Shine On You Crazy Diamond (Parts 1-5) – Pink Floyd
I think it’s time to let things chill for a bit. Besides, do you want to know what really sucks? Fame. No really. It sucks you up and spits you back out as some shell of your former self, unstable and incapable of being comfortable in your old life again. It really is quite tragic. In fact, Syd Barrett, the lead singer of a well-known band, was kicked out in their early years and replaced because the new found fame they attained just destroyed him. That band, by the way, was Pink Floyd. And they wrote this song in dedication to their friend who fell from grace.
“Shine On You Crazy Diamond (Parts 1-5)” is the lead track off of Pink Floyd’s “Wish You Were Here,” an entire album dedicated to Syd and what the corrupt money hungry music industry does to people. The song slowly builds up with synthesizer swells and a small guitar solo from guitarist David Gilmour, until you hear it: four notes that seem to ring on for ages. Those notes have been dubbed “the Ghost of Syd,” as they haunt the rest of the song with their presence as it now opens into one massive epic track that tugs at your heartstrings. Shine on, Syd. Shine on you crazy diamond.
Bellbottoms – The Jon Spencer Blues Explosion
Alright, enough of the emotional stuff. Yeah, the last song was cool and stuff, but do you know what we all need right now? A shot of adrenaline right in the chest. Nothing beats the feeling of jumping all over the place and breaking everything in your sight, or maybe (as most of you know this song for) a harrowing getaway drive from a heist while the entire Atlanta police force is on your tail. Now that sounds like fun.
“Bellbottoms” is the lead track off The Jon Spencer Blues Explosion’s fourth album “Orange.” God, what an incredible track this is. It begins grooving along with an incredible string accompaniment that suddenly switches into some rampaging force of adrenaline that absolutely destroys everything in its path. I would say this is a great song to drive to, but you might end up getting pulled over for going 50 miles over the speed limit and drifting around intersections. Listen to this masterpiece of music with caution my friends.
Beach Life-In-Death – Car Seat Headrest
I just had a brilliant idea. What if we could somehow combine the epic scale and feel of “Shine On You Crazy Diamond” with the absolute rampaging energy of “Bellbottoms.” If I just write and record this song, I could probably get famous for how awesome it is. Sadly, Will Toledo of Car Seat Headrest beat me to it.

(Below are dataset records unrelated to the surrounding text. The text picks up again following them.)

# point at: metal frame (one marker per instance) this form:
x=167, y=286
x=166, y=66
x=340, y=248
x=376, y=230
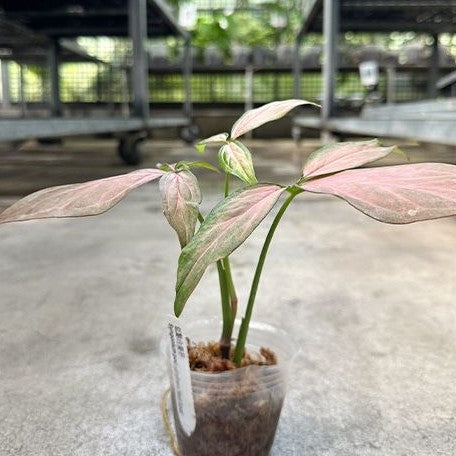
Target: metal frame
x=48, y=24
x=350, y=15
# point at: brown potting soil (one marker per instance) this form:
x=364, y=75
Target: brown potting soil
x=234, y=417
x=207, y=357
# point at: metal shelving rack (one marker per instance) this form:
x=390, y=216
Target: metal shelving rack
x=47, y=25
x=429, y=121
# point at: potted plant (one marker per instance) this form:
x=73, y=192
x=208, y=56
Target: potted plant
x=237, y=393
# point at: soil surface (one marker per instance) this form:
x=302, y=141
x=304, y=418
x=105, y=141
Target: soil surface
x=207, y=357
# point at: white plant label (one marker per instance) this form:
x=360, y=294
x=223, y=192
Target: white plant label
x=180, y=377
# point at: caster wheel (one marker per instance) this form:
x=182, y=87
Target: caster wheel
x=130, y=150
x=50, y=141
x=189, y=134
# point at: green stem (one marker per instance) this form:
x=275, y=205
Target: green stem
x=243, y=330
x=227, y=268
x=227, y=329
x=227, y=184
x=231, y=289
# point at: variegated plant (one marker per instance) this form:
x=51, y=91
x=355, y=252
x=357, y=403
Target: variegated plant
x=392, y=194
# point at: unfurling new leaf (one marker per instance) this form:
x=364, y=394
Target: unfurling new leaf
x=181, y=196
x=266, y=113
x=77, y=200
x=226, y=227
x=216, y=139
x=236, y=159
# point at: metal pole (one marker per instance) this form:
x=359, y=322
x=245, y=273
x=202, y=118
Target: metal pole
x=390, y=84
x=187, y=73
x=331, y=11
x=53, y=61
x=111, y=106
x=137, y=17
x=249, y=89
x=297, y=68
x=434, y=67
x=6, y=99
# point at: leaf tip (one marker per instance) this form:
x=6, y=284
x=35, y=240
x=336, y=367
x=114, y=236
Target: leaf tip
x=200, y=147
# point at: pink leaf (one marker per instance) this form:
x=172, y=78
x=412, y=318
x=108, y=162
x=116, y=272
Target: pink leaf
x=226, y=227
x=266, y=113
x=181, y=196
x=395, y=194
x=340, y=156
x=76, y=200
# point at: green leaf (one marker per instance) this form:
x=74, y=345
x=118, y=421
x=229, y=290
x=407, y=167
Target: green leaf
x=196, y=164
x=236, y=159
x=344, y=155
x=226, y=227
x=266, y=113
x=181, y=196
x=216, y=139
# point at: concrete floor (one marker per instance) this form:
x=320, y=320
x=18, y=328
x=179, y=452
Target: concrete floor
x=83, y=304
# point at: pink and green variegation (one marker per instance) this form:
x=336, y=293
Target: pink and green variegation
x=391, y=194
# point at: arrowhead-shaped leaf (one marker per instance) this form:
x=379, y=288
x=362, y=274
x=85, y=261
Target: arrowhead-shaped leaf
x=226, y=227
x=216, y=139
x=236, y=159
x=339, y=156
x=266, y=113
x=76, y=200
x=181, y=196
x=395, y=194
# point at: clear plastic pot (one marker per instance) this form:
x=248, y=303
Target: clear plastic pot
x=237, y=411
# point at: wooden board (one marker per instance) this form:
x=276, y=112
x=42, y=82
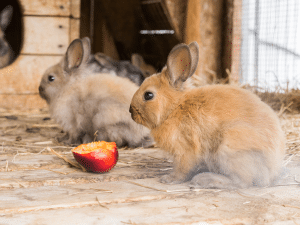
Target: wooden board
x=45, y=35
x=75, y=8
x=45, y=7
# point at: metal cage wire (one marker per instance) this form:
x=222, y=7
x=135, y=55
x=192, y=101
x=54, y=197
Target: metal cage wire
x=270, y=53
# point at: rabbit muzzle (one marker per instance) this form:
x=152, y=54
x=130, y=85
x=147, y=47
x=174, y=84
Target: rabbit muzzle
x=42, y=93
x=134, y=114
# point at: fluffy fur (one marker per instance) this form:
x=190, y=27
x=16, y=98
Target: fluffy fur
x=84, y=104
x=226, y=129
x=80, y=52
x=6, y=52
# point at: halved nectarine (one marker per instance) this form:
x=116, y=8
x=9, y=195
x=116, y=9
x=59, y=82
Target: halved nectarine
x=98, y=157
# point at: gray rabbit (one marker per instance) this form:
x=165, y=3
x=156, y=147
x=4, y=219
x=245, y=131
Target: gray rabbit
x=88, y=103
x=6, y=52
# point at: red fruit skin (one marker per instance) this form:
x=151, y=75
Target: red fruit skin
x=97, y=163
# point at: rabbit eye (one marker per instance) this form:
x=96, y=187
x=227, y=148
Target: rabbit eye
x=148, y=95
x=51, y=78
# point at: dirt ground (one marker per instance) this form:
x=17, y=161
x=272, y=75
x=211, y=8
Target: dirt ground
x=37, y=187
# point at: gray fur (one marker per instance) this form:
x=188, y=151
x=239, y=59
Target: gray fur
x=91, y=105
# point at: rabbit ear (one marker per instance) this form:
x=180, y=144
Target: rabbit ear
x=74, y=55
x=179, y=65
x=5, y=16
x=194, y=49
x=86, y=43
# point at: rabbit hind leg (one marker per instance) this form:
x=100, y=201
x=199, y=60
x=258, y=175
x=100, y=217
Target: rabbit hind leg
x=234, y=169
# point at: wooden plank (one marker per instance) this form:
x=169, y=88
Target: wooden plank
x=45, y=35
x=122, y=202
x=24, y=75
x=83, y=195
x=45, y=7
x=75, y=8
x=33, y=171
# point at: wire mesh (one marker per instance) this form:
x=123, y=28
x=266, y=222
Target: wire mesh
x=270, y=53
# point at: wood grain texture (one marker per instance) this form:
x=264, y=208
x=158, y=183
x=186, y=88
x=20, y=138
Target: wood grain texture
x=49, y=8
x=204, y=25
x=75, y=8
x=24, y=75
x=45, y=35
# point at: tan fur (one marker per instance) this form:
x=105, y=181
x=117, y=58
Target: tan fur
x=229, y=130
x=85, y=103
x=6, y=52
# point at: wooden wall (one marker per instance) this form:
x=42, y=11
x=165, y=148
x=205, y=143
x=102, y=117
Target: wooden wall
x=49, y=27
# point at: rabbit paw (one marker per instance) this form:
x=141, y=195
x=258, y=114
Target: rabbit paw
x=212, y=180
x=171, y=179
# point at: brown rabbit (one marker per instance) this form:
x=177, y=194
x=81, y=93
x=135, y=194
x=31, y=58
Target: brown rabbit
x=84, y=104
x=229, y=130
x=6, y=52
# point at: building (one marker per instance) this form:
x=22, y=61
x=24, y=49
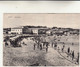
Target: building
x=17, y=30
x=34, y=30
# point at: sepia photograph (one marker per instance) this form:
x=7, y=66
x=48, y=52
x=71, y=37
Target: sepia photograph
x=41, y=39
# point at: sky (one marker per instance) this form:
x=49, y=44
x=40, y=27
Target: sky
x=41, y=19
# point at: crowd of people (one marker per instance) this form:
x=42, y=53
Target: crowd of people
x=39, y=43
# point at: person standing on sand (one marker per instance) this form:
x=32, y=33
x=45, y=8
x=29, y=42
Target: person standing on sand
x=68, y=50
x=34, y=46
x=78, y=59
x=72, y=55
x=47, y=46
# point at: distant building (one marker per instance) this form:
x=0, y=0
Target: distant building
x=48, y=32
x=17, y=30
x=34, y=30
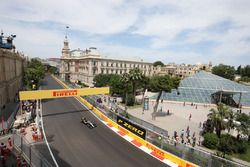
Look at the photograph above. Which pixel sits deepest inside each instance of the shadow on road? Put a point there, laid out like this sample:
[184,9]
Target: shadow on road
[62,113]
[43,149]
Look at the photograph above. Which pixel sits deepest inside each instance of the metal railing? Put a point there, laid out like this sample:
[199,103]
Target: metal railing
[29,152]
[158,137]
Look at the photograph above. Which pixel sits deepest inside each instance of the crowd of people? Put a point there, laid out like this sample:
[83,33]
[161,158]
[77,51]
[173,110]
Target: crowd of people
[29,108]
[5,150]
[184,137]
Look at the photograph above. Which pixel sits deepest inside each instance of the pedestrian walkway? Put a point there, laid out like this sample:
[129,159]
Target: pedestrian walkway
[7,156]
[7,114]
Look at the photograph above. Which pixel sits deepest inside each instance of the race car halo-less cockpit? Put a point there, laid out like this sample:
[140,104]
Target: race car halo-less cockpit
[88,123]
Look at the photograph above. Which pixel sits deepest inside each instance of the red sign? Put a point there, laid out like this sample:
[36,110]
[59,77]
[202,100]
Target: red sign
[65,93]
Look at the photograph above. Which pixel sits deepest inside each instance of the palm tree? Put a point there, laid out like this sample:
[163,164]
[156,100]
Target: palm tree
[125,79]
[244,127]
[217,117]
[160,84]
[230,117]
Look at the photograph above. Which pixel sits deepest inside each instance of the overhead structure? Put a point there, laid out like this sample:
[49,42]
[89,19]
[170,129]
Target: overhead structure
[205,87]
[59,93]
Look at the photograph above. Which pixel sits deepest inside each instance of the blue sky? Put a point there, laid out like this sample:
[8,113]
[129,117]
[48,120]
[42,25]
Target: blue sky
[183,31]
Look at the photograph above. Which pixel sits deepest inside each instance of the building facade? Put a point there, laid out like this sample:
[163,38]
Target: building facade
[11,75]
[84,65]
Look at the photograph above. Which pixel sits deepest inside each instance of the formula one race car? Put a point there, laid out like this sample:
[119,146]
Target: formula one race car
[88,123]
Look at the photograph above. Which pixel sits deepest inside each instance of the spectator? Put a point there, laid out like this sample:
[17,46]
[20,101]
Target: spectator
[190,116]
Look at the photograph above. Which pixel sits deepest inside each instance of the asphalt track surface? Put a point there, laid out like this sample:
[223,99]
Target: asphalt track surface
[74,144]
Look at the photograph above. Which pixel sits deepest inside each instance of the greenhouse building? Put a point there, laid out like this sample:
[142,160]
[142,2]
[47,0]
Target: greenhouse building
[204,87]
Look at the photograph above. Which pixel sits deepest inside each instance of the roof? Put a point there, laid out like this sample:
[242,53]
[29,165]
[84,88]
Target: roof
[200,87]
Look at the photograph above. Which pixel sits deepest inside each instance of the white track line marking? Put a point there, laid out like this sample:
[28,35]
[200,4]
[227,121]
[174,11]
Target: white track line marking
[126,137]
[116,130]
[45,138]
[145,149]
[170,163]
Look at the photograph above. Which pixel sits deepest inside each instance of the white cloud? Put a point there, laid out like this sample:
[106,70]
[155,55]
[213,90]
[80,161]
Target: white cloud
[39,26]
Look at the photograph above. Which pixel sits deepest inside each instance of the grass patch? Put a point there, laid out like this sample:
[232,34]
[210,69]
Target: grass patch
[246,156]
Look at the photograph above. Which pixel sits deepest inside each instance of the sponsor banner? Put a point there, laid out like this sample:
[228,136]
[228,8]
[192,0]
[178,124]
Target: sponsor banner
[131,127]
[58,93]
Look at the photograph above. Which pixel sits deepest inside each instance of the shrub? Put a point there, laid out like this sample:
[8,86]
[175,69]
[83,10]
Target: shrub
[210,140]
[131,100]
[229,144]
[226,144]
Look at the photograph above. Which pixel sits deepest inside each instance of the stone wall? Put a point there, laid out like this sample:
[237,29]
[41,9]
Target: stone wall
[11,75]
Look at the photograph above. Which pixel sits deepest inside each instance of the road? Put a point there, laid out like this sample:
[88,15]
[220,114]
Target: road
[73,144]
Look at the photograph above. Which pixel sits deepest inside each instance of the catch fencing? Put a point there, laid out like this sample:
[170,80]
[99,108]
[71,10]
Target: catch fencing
[158,137]
[29,152]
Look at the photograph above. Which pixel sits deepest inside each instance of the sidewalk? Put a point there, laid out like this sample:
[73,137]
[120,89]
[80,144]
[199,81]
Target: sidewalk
[8,114]
[178,119]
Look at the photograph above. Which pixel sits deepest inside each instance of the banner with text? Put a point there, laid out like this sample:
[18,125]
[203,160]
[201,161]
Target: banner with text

“Beach Life-In-Death” is the second song off of the re-release of Car Seat Headrest’s seminal album “Twin Fantasy.” The original album was recorded entirely in Toledo’s bedroom by himself when he was 19. This left the album lacking good production value, however, until they re-recorded and re-released the album this year. This song is a 13-minute indie rock epic, jumping from high energy fun to slow somber moments and then back to some outrageous energy. It is such a trip and every single one of those minutes is absolute pure bliss. And keep in mind, the original was written and performed by just Toledo in his room when he was just a year older than I. So now I wonder: what’s our excuse for not doing what Will has done?